Here is a guide of mine to show what needs to be done. http://www.thewatchforum.co.uk/index.php?showtopic=56397&st=15 (scroll down to post 17). I have replaced the capacitors a couple of times, this is unfortunately needed after the watch has been sitting out of use for several months.

Tony


----------



## kevkojak (May 14, 2009)

Is it double-ticking?

If it's running ok then I'd just live with it until the capacitor degrades to the point it only holds enough power to get a 'low power indicator' double tick!


----------



## oversleep (May 6, 2012)

Yes it was double clicking when the watch is start charging. I think it is expect. Once the watch was charge for sometime. The double click seems to be gone.



kevkojak said:


> Is it double-ticking?
> 
> If it's running ok then I'd just live with it until the capacitor degrades to the point it only holds enough power to get a 'low power indicator' double tick!


----------



## oversleep (May 6, 2012)

How often does the capacitor need to replaced?

Any recommended seller to buy.... I need few from ebay. but the seller from France tend to be the cheapest.

I got a quoted Â£99.61 from Seiko UK... lol I think i will replace it myself.



TONY M said:


> oversleep said:
> 
> 
> > ...Could this be the capacitor problem and need to replace?
> ...


----------



## richy176 (Aug 7, 2013)

It is difficult to say how long the capacitor will last as this will depend on the way you use it. Letting it run out of charge seems to damage them quicker than keeping a charge all the time.

I have a diver kinetic that is over 10 years old and the capacitor is showing signs of depletion. It is difficult to generate more than a 5 second movement when pressing the button but apart from that it runs well and keeps great time.

I have found that putting kinetics on a watch winder helps keep the charge for longer in between wering although you need a special winder to really keep them fully charged.


----------



## sayco (Jul 25, 2013)

Wear it and ramp the power up for a good 2 weeks at least, and then see how you go on.

I think a lot of people think of kinetic as being automatic,and it's not. A quick shake of an auto will often suffice,whereas with this movement you've got to build the power up. My advice would be to download a user manual which explains the charging procedure in more detail.


----------



## oversleep (May 6, 2012)

Just to report further,

The watch is still running with 5 sec power reserve for about 21 hrs. since last put it on still.

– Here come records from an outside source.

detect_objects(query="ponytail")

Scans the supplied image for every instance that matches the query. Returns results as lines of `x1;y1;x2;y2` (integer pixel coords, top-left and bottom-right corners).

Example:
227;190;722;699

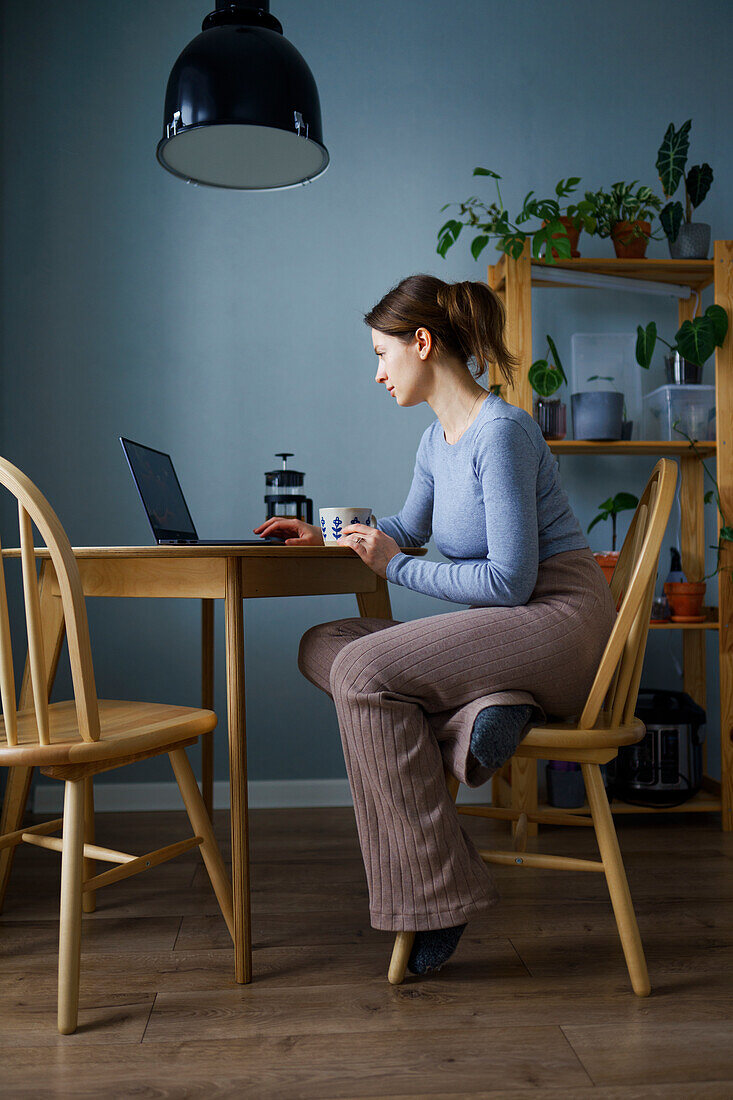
364;274;520;386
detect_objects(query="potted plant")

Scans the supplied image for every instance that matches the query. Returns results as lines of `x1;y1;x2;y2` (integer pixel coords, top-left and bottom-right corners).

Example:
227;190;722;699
656;119;714;260
571;374;626;440
529;335;568;439
663;418;733;618
588;491;640;582
584;181;663;259
636;304;728;384
437;170;596;266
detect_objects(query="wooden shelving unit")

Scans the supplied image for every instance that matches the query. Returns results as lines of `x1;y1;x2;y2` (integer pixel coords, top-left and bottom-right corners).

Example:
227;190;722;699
485;242;733;831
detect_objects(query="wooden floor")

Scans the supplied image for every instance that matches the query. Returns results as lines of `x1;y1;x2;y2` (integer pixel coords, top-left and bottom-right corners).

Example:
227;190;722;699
1;803;732;1098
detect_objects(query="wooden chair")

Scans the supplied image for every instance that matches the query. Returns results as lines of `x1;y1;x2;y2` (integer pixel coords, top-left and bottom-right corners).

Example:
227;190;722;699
388;457;678;996
0;457;234;1033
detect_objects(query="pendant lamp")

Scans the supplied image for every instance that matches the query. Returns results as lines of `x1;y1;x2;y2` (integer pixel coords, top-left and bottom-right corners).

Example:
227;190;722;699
156;1;329;190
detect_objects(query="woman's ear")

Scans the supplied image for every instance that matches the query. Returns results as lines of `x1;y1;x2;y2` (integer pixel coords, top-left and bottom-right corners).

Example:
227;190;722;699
415;327;432;360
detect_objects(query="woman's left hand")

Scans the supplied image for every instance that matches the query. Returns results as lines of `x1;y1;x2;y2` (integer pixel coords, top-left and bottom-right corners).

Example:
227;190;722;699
339;524;401;578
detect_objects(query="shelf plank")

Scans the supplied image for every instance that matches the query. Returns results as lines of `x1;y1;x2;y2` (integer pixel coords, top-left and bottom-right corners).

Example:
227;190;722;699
548;440;716;456
489;255;715;294
537;788;722;817
649;608;719;631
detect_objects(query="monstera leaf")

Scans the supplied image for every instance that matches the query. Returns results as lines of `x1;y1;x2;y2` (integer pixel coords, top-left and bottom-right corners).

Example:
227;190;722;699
676;318;717;367
686;163;713;209
656;119;691;198
529;360;563;397
636;322;657;369
676;306;729;367
660;201;684;243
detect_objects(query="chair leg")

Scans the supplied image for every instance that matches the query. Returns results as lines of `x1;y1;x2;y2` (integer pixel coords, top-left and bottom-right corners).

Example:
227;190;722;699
582;763;651;997
169;747;235;942
82;778;96;914
388;932;416;985
58;779;85;1034
387;771;460;985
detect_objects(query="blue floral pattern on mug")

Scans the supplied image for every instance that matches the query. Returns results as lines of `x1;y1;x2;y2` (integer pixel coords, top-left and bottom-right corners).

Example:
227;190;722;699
331;516;343;540
320;516;327;538
351;516;360;524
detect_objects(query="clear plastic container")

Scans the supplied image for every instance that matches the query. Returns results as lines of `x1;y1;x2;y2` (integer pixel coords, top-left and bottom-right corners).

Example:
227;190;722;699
642;384;716;441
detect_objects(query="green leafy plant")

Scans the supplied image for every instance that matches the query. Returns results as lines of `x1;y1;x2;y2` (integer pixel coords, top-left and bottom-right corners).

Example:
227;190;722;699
588;492;639;552
437;170;596;266
656;120;714;244
636;304;728;370
672;419;733;580
529;335;567;397
584;181;663;243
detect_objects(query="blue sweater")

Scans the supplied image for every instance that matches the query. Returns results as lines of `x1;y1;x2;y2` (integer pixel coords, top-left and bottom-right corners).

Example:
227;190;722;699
377;393;588;606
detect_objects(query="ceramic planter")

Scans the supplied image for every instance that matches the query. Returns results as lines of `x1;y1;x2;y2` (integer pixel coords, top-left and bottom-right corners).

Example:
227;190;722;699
668;222;711;260
611;220;651;259
664;352;702;384
571;391;624;440
533;397;567;440
663;580;706;623
594;551;619;584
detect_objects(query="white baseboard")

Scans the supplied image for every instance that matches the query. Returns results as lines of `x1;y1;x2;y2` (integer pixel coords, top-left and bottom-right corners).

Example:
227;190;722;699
32;779;493;814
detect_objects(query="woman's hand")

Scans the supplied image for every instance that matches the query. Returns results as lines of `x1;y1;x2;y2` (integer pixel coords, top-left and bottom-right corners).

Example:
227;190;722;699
340;523;401;578
253;517;324;545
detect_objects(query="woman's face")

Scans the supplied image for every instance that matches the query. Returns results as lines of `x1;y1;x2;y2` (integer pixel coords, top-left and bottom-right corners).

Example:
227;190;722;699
372;328;430;407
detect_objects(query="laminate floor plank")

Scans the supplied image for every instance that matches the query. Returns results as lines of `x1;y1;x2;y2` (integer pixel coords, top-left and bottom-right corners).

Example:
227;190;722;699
563;1021;733;1086
1;1027;592;1096
1;806;731;1097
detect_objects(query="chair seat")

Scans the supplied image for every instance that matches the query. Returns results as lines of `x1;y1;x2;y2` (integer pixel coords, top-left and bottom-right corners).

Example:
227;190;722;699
518;714;645;753
0;700;217;766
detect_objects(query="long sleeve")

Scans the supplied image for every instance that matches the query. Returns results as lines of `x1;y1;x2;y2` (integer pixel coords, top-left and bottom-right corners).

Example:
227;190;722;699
375;431;433;548
385;418;540;606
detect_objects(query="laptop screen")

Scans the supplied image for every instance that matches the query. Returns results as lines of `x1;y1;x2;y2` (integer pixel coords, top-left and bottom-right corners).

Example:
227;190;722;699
120;437;198;542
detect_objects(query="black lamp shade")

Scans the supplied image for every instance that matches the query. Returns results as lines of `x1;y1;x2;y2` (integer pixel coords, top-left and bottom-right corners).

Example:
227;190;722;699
157;3;329;190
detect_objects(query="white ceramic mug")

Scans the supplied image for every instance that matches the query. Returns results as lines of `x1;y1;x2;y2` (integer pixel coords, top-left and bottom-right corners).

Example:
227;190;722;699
319;507;377;545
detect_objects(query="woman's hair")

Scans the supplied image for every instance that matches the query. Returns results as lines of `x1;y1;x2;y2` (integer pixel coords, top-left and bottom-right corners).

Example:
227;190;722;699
363;273;520;386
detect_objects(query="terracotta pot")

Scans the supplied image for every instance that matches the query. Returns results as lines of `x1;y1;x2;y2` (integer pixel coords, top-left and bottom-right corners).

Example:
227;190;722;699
663;581;706;622
594;551;619;584
611;220;651;259
542;215;581;259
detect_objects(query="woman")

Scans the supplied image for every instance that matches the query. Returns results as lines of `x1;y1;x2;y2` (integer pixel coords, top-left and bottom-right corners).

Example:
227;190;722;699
254;274;615;975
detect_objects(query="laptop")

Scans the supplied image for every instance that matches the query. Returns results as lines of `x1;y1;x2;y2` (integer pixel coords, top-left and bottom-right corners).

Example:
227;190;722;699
120;437;285;546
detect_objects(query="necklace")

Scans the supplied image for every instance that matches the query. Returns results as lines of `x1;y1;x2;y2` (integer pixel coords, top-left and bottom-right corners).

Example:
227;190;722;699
449;391;483;443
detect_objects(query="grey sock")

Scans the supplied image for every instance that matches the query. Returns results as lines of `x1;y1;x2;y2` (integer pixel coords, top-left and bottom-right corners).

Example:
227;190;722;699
469;704;534;771
407;923;467;975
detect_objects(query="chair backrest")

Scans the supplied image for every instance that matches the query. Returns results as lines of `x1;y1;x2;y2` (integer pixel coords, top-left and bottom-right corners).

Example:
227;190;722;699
577;458;678;731
0;457;100;746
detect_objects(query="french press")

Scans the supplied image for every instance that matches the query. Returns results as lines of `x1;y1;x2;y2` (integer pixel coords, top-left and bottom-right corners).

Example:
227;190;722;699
264;453;313;523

I will recharge it again when the power completely run out and post more info.


----------



## oversleep (May 6, 2012)

Updated the result after the watch was charged and discharged... please see the original post

... ahhh... I can not edit the original post...

So here is the result...

*1st trail charge swing the watch for 30 mins*


The energy dial went to 20 sec and down to 5 after the 1st day.

The energy last 4 days before the watch start to double click

The indicator was only blacked at 5 sec. (or not at all)


*2nd trail charge swing the watch for 30 mins*


The energy dial went to 20 sec and down to 5 after the 1st day.

The energy last 11 days before the watch start to double click

The indicator was only blacked at 5 sec. (or not at all)


So, can I conclude that this the capacitor starting to degrade?

Personally, if it is the case, the charge length would not bother me as it last days (long than normal auto watch)

Would it be safe to leave it like this, may be for a year or two?


----------



## BASHER (Jun 26, 2011)

Have you tried the electric toothbrush charging method?

Type Seiko kinetic electric toothbrush charger into YouTube.

It could be that the capacitor needs a really too charging.

The best way to charge it up would be to wear the watch every day for at leat two weeks.

Paul.


----------



## oversleep (May 6, 2012)

Just give an update...

I have try the electric toothbrush charge techniques and it really charges as long as the battery is in the induction field.

I have manage to charge the watch using the e-toothbrush. I left it there for 2 weeks.

The result is the same...no matter how long i try the dial indicator will not tick more than 20 sec. and the charge drop back to 5 sec and last for 4- 5 days.


----------